LOS ANGELES TIMESFebruary 5, 2014 

FOOD DRIED-FRUIT 2 LA

Prune compote in black tea.

MCT

Dried fruit tastes too good to ignore.

Particularly at this time of year when there’s not a lot of sweetness to be had (produce-wise), dried fruit can come to the rescue in both savory dishes and desserts.

Think like a Sicilian and combine raisins with salty or pungent flavors. I made a pasta the other day with broccoli, salted anchovies, raisins and pine nuts. Or toss a handful of raisins into a kale and wild rice salad to offset the dark greens’ slight bitterness. (Steep them in warm water or brandy to soften a little before cooking.)

Raisins or prunes are great with braised meats; just add them close to the end so they soften but don’t fall apart.

Sweets? Besides the obvious — scattering raisins in just about anything possible: cookies, cakes, puddings and even pie fillings — I always have a jar of prune compote in the refrigerator during the winter.
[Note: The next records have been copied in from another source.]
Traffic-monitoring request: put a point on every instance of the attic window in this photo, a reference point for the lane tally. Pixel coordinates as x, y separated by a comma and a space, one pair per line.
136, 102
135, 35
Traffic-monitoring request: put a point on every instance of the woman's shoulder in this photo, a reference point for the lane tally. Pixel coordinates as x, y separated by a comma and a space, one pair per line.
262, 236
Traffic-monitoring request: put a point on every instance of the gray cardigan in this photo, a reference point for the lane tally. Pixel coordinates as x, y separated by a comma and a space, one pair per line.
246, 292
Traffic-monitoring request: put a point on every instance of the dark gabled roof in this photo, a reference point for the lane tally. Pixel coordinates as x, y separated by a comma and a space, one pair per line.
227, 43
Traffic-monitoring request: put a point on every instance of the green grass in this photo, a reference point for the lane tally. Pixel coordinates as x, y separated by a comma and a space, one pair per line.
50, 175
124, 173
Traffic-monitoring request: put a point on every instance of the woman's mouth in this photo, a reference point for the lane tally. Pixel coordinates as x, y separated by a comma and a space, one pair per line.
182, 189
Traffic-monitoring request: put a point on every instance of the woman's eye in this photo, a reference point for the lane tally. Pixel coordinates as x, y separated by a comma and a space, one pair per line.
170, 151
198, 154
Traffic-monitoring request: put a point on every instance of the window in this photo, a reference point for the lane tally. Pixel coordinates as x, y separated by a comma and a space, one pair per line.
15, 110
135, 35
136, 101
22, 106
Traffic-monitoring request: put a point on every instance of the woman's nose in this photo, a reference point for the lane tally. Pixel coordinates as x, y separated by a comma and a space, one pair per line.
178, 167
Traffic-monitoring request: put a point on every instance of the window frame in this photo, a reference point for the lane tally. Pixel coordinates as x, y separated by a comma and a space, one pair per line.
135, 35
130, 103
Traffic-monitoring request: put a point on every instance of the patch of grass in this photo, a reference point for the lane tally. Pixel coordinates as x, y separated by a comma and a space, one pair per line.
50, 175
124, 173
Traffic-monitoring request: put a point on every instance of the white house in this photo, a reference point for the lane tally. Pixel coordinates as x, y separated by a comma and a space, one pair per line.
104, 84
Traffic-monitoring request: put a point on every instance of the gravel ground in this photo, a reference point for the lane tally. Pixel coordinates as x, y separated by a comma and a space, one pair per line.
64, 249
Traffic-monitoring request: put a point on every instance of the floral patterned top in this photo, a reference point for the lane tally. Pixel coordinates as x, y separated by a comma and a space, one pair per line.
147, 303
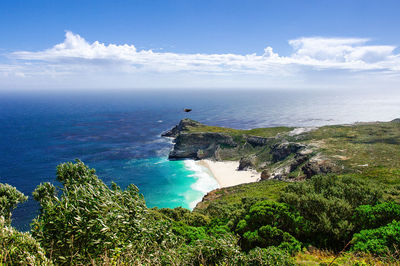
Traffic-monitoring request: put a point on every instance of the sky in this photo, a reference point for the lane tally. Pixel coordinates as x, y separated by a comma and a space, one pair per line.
162, 44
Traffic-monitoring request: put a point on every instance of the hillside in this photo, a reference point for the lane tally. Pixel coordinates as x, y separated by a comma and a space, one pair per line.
323, 190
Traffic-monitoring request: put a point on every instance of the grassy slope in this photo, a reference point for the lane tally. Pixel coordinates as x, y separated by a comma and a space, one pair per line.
260, 132
365, 150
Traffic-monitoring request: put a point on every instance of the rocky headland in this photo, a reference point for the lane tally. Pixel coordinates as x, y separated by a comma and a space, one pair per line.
290, 154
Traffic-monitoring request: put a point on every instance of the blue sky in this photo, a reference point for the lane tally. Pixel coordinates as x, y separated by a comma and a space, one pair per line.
224, 44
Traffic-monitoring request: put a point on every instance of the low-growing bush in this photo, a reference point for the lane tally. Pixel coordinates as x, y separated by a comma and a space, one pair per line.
327, 203
368, 217
17, 248
379, 241
9, 199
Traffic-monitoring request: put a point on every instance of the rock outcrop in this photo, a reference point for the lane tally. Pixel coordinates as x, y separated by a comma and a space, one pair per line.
199, 145
276, 157
248, 162
317, 166
181, 127
258, 141
281, 151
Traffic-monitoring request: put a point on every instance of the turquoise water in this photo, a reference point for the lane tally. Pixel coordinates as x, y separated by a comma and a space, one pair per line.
118, 133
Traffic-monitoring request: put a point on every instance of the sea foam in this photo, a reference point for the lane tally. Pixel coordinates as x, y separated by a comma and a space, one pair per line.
205, 181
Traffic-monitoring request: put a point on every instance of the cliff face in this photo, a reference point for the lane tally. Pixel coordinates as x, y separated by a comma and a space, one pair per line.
200, 145
275, 157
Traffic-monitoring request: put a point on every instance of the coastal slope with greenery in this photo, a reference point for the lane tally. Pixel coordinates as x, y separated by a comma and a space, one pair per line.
326, 190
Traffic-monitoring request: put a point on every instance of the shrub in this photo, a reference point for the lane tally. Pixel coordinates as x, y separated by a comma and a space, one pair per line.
9, 198
89, 219
18, 248
327, 204
268, 256
368, 217
378, 241
267, 224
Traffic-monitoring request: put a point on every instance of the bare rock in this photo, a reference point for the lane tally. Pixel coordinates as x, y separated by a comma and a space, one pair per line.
317, 167
181, 127
246, 163
281, 151
265, 175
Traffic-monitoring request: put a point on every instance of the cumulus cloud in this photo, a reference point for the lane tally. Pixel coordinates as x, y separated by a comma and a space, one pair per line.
310, 55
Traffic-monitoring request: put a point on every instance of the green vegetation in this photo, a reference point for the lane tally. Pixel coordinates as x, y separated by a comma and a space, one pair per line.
86, 222
83, 221
259, 132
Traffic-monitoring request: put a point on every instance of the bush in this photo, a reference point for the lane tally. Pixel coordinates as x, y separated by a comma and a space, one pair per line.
368, 217
19, 248
89, 219
9, 198
379, 241
267, 224
268, 256
327, 203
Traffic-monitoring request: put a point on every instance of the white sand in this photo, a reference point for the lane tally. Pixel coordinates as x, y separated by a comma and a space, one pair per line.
226, 173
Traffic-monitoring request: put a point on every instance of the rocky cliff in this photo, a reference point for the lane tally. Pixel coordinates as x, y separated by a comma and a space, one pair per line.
282, 156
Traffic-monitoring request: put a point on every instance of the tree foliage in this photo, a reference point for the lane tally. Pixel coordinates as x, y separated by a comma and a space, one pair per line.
9, 199
327, 203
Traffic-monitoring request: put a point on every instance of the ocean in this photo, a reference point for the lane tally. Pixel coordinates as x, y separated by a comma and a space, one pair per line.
118, 133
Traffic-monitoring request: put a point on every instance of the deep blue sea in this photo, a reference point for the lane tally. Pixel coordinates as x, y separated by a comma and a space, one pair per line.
118, 133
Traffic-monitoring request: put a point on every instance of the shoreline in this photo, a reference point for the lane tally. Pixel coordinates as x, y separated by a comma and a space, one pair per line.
226, 173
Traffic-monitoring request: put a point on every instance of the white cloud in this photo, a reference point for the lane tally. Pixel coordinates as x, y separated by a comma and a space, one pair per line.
76, 59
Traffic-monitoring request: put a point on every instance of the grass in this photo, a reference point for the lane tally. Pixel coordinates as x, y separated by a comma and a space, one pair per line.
269, 189
259, 132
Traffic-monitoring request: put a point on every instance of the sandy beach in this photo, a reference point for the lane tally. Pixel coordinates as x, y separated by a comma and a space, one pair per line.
226, 173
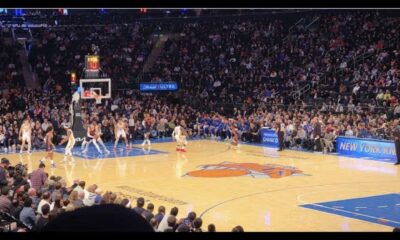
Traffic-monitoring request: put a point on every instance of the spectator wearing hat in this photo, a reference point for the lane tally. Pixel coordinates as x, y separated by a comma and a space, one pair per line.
139, 206
5, 202
159, 216
38, 177
211, 228
171, 221
164, 222
46, 200
43, 219
3, 172
90, 196
27, 215
98, 198
148, 213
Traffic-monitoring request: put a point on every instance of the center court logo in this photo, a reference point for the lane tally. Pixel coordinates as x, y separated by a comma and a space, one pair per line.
229, 169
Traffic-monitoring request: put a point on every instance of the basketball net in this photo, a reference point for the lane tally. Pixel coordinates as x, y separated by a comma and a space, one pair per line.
97, 97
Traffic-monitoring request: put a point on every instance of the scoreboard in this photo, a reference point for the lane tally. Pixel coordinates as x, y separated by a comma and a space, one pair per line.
92, 63
167, 86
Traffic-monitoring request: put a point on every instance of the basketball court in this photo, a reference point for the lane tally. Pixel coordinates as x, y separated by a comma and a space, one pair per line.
256, 187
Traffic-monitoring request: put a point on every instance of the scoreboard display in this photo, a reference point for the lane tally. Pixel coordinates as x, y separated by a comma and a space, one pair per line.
168, 86
92, 63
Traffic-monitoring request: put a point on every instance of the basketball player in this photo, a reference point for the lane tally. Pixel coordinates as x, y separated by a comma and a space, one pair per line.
120, 131
71, 142
25, 135
91, 132
49, 145
235, 135
98, 137
147, 130
177, 136
184, 134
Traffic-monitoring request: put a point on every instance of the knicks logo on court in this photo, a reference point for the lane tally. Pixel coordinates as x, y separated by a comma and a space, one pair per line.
229, 169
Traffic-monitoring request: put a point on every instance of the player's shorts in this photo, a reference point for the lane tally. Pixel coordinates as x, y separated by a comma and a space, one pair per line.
71, 144
121, 133
26, 137
49, 148
147, 130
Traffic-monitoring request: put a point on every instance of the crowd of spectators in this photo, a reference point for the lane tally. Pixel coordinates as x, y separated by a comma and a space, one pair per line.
29, 201
232, 71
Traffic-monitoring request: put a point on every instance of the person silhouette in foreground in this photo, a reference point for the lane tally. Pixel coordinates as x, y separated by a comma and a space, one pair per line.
99, 218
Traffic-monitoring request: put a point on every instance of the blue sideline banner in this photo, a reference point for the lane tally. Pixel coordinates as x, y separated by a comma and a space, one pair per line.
168, 86
366, 148
269, 137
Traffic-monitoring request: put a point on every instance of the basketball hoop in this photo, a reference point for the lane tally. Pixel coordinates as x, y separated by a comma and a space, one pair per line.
97, 97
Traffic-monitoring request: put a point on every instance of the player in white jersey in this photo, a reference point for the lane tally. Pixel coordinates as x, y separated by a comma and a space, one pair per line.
176, 135
70, 138
120, 131
91, 138
179, 136
98, 138
25, 133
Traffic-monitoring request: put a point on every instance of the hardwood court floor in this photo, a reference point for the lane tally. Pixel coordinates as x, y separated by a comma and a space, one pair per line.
258, 188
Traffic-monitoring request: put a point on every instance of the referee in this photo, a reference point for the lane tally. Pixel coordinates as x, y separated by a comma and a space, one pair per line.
396, 135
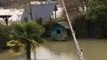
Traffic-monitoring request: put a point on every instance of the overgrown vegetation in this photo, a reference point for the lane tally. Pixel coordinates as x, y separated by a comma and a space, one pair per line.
4, 36
96, 20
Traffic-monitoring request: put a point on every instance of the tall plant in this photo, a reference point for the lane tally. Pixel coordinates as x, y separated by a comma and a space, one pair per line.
27, 33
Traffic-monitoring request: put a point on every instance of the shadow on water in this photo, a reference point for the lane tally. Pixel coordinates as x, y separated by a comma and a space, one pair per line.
53, 51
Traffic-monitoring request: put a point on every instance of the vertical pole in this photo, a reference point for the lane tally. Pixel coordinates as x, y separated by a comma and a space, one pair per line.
79, 52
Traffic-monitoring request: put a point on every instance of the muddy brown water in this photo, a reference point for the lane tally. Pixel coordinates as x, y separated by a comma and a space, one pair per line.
92, 50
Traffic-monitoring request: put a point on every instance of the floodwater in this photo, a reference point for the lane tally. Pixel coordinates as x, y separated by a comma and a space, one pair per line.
65, 50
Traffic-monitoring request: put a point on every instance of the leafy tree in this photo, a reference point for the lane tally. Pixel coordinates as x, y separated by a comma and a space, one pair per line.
27, 33
97, 11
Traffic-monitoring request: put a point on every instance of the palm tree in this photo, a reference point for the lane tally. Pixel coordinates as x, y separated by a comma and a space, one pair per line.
27, 33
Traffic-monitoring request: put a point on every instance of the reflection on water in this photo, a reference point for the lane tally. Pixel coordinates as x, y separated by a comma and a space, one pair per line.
93, 50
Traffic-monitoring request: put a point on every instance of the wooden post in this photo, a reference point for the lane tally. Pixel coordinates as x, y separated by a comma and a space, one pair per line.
79, 51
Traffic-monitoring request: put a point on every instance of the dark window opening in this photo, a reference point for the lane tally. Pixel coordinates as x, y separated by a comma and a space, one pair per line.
25, 19
58, 31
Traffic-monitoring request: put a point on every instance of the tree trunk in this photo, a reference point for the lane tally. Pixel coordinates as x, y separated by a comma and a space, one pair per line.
28, 50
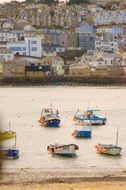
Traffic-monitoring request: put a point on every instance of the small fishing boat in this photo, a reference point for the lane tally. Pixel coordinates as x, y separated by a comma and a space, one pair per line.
49, 118
109, 149
63, 150
83, 133
10, 152
88, 117
7, 135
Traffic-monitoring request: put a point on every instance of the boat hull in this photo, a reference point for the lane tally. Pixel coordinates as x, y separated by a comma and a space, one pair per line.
69, 150
81, 134
7, 135
10, 153
82, 121
114, 150
50, 123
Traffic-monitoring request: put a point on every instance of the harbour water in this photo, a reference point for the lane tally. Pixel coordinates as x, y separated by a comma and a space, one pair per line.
22, 107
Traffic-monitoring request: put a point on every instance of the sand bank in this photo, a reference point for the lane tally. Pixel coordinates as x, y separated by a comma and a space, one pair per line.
67, 186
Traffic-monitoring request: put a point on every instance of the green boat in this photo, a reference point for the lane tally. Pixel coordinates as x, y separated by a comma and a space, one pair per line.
7, 135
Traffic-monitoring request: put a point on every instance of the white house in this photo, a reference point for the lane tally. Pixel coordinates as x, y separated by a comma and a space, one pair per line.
11, 36
6, 55
108, 17
32, 46
115, 30
84, 28
106, 45
107, 59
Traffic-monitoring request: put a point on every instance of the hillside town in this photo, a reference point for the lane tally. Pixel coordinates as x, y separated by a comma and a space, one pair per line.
39, 41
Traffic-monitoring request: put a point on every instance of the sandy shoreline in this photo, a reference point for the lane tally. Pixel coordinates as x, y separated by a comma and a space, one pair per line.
64, 179
47, 176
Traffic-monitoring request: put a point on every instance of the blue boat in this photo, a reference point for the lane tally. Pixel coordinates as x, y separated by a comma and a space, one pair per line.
89, 117
49, 118
83, 133
68, 150
11, 153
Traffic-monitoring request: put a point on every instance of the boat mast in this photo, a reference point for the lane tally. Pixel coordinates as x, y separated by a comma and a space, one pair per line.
15, 140
117, 138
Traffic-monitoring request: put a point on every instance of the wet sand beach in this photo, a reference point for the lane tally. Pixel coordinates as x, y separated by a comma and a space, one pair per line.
90, 179
66, 186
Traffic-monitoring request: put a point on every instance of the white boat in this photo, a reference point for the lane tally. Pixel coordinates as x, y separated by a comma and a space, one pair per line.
109, 149
63, 150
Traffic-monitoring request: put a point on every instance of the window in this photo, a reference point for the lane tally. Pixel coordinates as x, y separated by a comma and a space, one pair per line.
34, 42
15, 48
33, 49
Make a strong brew by cooking black tea in a simple syrup with spices and orange zest, and poach the prunes just long enough to soften them slightly.

Serve the prunes and their syrup with a spoonful of yogurt and you’ve got a terrific dessert that’s always on hand.

PRUNE COMPOTE IN BLACK TEA

15 minutes, plus cooling time; makes 3 cups

1 1/2 cups water

3/4 cup sugar

2 cloves

3 allspice berries

1 (3-inch) stick cinnamon

2 bags black tea

1/2 teaspoon grated orange zest

1 pound prunes

Bring the water, sugar, cloves, allspice, cinnamon and black tea bags to a boil in a large saucepan.

Add the orange zest and prunes, then remove from the heat and let stand until cool.

Discard tea bags and refrigerate until ready to use.

Nutrition per half cup: 279 calories, 2 g protein: 74 g carbohydrates, 5 g fiber, 0 g fat, 0 g cholesterol, 54 g sugar, 2 mg sodium.